Since the last raise, the company has also grown two-fold, sitting now at just over 100 employees, with about half in the Philadelphia region, West said. Proscia plans to add about 40 to its team over the next six months, including an “aggressive” hiring push in the local market.

“We’ve found great talent in the region, especially when it comes to engineering and AI, and are committed to expanding our presence here,” the CEO said.

The Series C will allow Proscia to invest in product development, accelerate the adoption of computational pathology and grow its team. It will also scale its commercial operations, including sales, marketing and support teams, and will grow its distribution partnerships following a recent agreement with Siemens Healthineers.

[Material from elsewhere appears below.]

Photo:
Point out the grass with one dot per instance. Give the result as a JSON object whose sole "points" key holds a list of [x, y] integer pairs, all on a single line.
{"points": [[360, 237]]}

“Proscia is uniquely positioned to enable a new frontier of patient care,” said Jacob Doft, CEO of Highline Capital Management, in a statement. “Digital pathology is a critical catalyst in the acceleration of precision medicine, creating a wealth of new data that is driving novel therapies and optimizing diagnosis so that each patient receives the most individualized treatment. We are excited to be a part of Proscia’s journey as it expands its leadership position with its AI-enabled platform.”